Si nuestro perfil de riesgo es alto, esto no supone un problema, ya que cualquier inversor con una elevada tolerancia al riesgo, es capaz de manejar adecuadamente una situación en la que sus inversiones comiencen a perder dinero durante un periodo indeterminado de tiempo.

Sin embargo, el problema viene cuando nuestro perfil de riesgo, no está preparado para tolerar el riesgo que estamos incorporando en la cartera. Generalmente, los perfiles conservadores y moderados, son perfiles de riesgo que encajan en aquellas personas que no están preparadas para ver demasiadas oscilaciones en su cartera, y mucho menos pérdidas durante un periodo prolongado de tiempo. Este tipo de inversores, suelen tener productos en cartera más propicios a sus necesidades, como pudieran ser fondos de renta fija a corto plazo, fondos de gestión alternativa o fondos mixtos.

¿Quiere decir esto que un perfil conservador o un perfil moderado no aceptan nada de renta variable en su cartera?

Realmente, un perfil conservador puro, no debería de tener nada de renta variable en cartera, mientras que un perfil moderado sí que podría incorporar un pequeño porcentaje en su cartera.

Sin embargo, sí vemos un problema importante el hecho de que este tipo de perfiles, adquieran pesos significativos de renta variable en momentos en los que la complacencia del mercado es elevada, ya que es precisamente esta complacencia la que hace peligrosa la inversión en bolsa.

El principal error que podemos cometer si estamos excedidos de riesgo en nuestra cartera, es que dejemos de ver nuestra inversión como algo de largo plazo, y nos obsesionemos con el comportamiento del mercado en el corto plazo. Cuando esto ocurre, y las caídas en las bolsas son de cierta consideración, lo más frecuente es que se tome la decisión de deshacer las posiciones de mayor riesgo de la cartera, aunque ello suponga vender con pérdidas.
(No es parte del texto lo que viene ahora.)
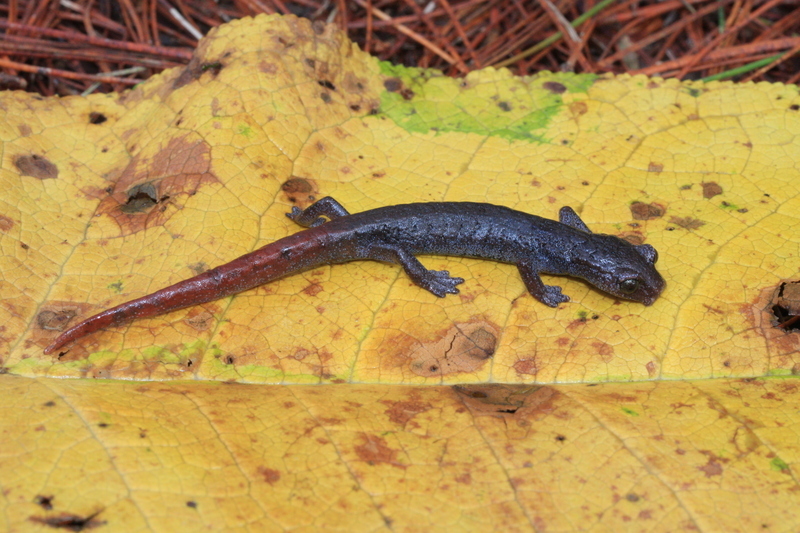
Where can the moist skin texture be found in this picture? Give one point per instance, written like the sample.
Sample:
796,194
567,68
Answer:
399,233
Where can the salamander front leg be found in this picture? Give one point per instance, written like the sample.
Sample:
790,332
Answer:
547,294
439,282
311,216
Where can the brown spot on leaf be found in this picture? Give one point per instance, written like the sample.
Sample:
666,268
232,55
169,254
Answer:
269,475
393,85
150,189
374,450
605,350
195,69
56,319
633,237
527,366
70,522
141,198
300,191
6,223
555,87
643,211
711,189
688,223
463,347
46,502
353,84
714,465
97,118
520,402
268,67
36,166
200,318
313,289
401,413
465,478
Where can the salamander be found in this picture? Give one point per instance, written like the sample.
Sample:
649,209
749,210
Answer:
399,233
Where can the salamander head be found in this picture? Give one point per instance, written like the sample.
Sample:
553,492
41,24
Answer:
620,268
612,264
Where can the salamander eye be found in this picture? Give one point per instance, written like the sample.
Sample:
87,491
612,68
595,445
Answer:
629,286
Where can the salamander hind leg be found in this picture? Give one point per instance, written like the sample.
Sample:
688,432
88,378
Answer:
547,294
439,282
312,215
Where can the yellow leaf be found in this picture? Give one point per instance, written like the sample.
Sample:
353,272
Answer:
111,197
713,455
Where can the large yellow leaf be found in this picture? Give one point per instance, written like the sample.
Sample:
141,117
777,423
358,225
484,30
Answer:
110,197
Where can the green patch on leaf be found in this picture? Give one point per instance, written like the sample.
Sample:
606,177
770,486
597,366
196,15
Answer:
493,103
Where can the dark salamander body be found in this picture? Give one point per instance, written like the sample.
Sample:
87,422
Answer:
397,234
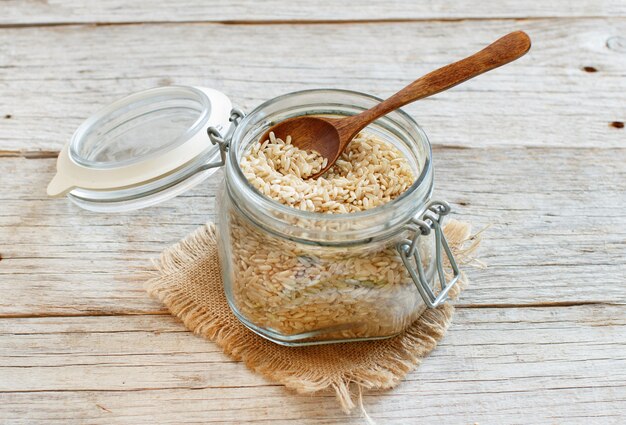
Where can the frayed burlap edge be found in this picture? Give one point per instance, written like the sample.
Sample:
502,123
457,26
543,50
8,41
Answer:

Sin embargo, en la mayoría de ocasiones, hemos detectado que este tipo de movimientos de venta, suelen estar provocados precisamente por estar excedidos de riesgo en las carteras y no porque se haya producido una situación realmente justificada.

De hecho, si observamos cualquier mercado importante en los últimos tres años, vemos que los movimientos de “pánico vendedor” que han ocurrido en situaciones como el día del Brexit o la victoria de Donald Trump, han estado sucedidas por fuertes movimientos de recuperación que han dado paso a una tendencia alcista de los mercados.

Así pues, creemos que para no cometer este tipo de errores, hemos de tener siempre controlado el riesgo de nuestra cartera, y que este riesgo debe de estar medido por nuestro perfil de riesgo. Por tanto hemos de tener muy en cuenta que si nuestro perfil de riesgo es por ejemplo moderado, debemos de serlo tanto en fases bajistas del mercado, como en fases alcistas.